An NBC/Telemundo/Wall Street Journal poll released last week shows that Obama leads Romney by a whopping 70-25 percent among Latino voters nationwide. Another poll by Latino Decisions shows Obama ahead by 70 to 21 percent of the Latino vote.
If Romney gets less than 25 percent of the Hispanic vote, it will be the worst performance of any Republican candidate since 1996. Republican candidate George W. Bush got 35 percent of the Latino vote in 2000 and 40 percent in 2004, while former Republican candidate Sen. John McCain got 31 percent of the Latino vote in 2008.
It doesn’t take a political scientist to explain why Romney is so unpopular among Hispanics. He earned it all by himself.
In his much-publicized comments during a May fundraiser that was secretly taped and made public recently, Romney said that 47 percent of Americans will vote for Obama “no matter what,” because they “are dependent upon government,” and “believe that they are entitled to health care, to food, to housing, to you-name-it.” Romney added, “[M]y job is not to worry about those people.”
It so happens that a huge percentage of Latino voters come from immigrant families that couldn’t have risen to the middle class without government help to pay for their health care and education. When Romney said his job was not to worry about the 47 percent that depend on government aid, Latinos felt he was talking about them.
Although in recent weeks he has tried to downplay his hard-line stands on immigration, without walking away from them, Romney said during the primaries that Arizona’s draconian anti-immigration law should be a model for the nation. Many Latinos feel that the Arizona law, which allows local police to act as immigration officers, would lead to police harassment of all Hispanics, regardless of their legal status.
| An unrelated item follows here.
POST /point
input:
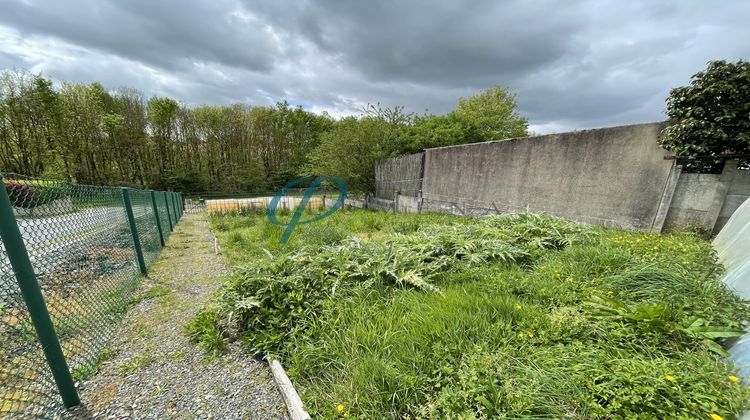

Romney also said earlier this year that he would veto the DREAM Act, which would give a path to citizenship to up to 1.7 million immigrant students who were raised in this country. Also during the primaries, Romney called for the “self-deportation” of nearly 11 million undocumented immigrants. Translation: make the life of undocumented immigrants so difficult that they will have little choice but to return home voluntarily. Most Latinos fear that strategy would lead to racial profiling, and directly or indirectly affect all Hispanics.
Perhaps most damning to Romney was his tone and demeanor when referring to Latino immigrants. Even after the primaries, Romney kept using the term “illegal aliens,” which most Latinos see as a dehumanizing label aimed at justifying extreme anti-immigration measures.
My opinion: Obama is right in that Romney has alienated the biggest minority in this country in his quest for right wing Republican support. But the key factor will be whether Latinos are motivated enough to turn out on Election Day.
The Romney strategy in the final days before the election will be to try to soften Latino voters’ enthusiasm for Obama, reminding them of the country’s bad economic figures, so that they stay at home on Nov. 6.
The NBC/Telemundo/Wall Street Journal poll shows that 68 percent of Latinos are enthusiastic enough to vote, which is below the 76 percent the same poll of Latino voters reported before the 2008 election.
Obama doesn’t have to do much to convince Latinos to like him, because Romney has already done that work for him. The big question is whether Latinos will go out and vote on Election Day.